2018 greeted CIOs around the planet in quite rude fashion, following the revelation of two 20-year-old undiscovered security flaws in the chips that run their clouds and data centers last week. The patches required to fix the flaws haven’t affected everyone equally, but customers who now find themselves with workloads that run 10 percent to 20 percent slower than they did a month ago can’t be pleased.
Someone is going to have to pay for this.
The tech world was stunned by the revelation last week that researchers at Google and several universities discovered two design flaws in the way almost all modern processors handle the execution of code, and we’re only just beginning to understand the impact of this debacle.
The first lawsuits were filed around the same time the first patches were applied, surprising no one, but it’s going to be a very interesting year for the relationship between Intel — which enjoys around 95 percent of the server chip market — and “Super Seven” cloud companies that buy its chips in bulk. It will also be an interesting test of the bond between cloud computing customers and vendors, depending on their responses.
A representative for Intel did not respond to a request for comment. Microsoft declined to comment on specific plans for cloud customers affected by the Meltdown and Spectre patches.
In a statement, Amazon Web Services said its engineers have been working with affected customers to reduce the performance impact of the patches as much as possible, but it is not clear if the company is passing the cost of that additional work onto the customer or anyone else.
We have not observed meaningful performance impact for the overwhelming majority of EC2 workloads. There have been isolated cases where a specific workload needed attention after patching. Our engineers have helped customers optimize their applications and in almost every case, prevent significant changes to their costs.
For its part, Google released a blog post Thursday morning explaining how its fix (which it has open-sourced) to the chip problems it discovered has allowed its customers to go about their business without even really noticing a performance impact. “During the entire update process (at the end of last year), nobody noticed: we received no customer support tickets related to the updates.”
For cloud and data center customers that were affected, most of the industry burden will likely fall on Intel, given its role at the center of this issue. Chips from AMD and processor cores from ARM also contain the design flaws that create the vulnerabilities, but in the cloud, Intel is really the only game in town.
Company executives appear to be keenly aware of that fact. In late November, six weeks before any of us associated the words “Meltdown” and “Spectre” with Intel but long after Google had informed the company of the issues, the company’s chief financial officer warned attendees at an investor conference that Intel would be facing “increasing competitive dynamics” among data center chip buyers. And, of course, CEO Brian Krzanich is taking quite a bit of heat for his decision to alter a pre-arranged trading plan after the vulnerabilities were discovered, selling off all his shares beyond the ones his contract requires him to hold.
And Intel just created a mile-wide opening for AMD and Qualcomm, both poised with new server chips and a market that knows the only current long-term solution to Spectre is replacing their hardware.
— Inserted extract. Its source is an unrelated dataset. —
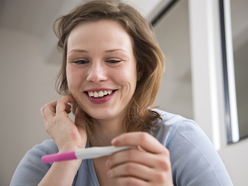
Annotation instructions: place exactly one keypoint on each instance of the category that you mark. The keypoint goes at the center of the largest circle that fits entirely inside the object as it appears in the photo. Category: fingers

AMD has said its processor designs face a “near-zero” fix from the Spectre vulnerability, although its not clear what effect this has had on Qualcomm’s new server processor since it uses a custom-designed ARM core, rather than an off-the-shelf one. In any event, it’s not like there are tons of irritated Qualcomm server customers out there.
The chip company has insisted that the patches prevent the most serious of security issues from being exploited, and it’s probably a safe bet that whatever design was in the works for the next generation of its processors is being hastily redrawn to get around these issues. But while the worst performance-related fears seem to be overblown, there’s a large enough set of workloads affected that led Red Hat and Microsoft to provide details Intel couldn’t or wouldn’t share on the applications that will be affected by the patches.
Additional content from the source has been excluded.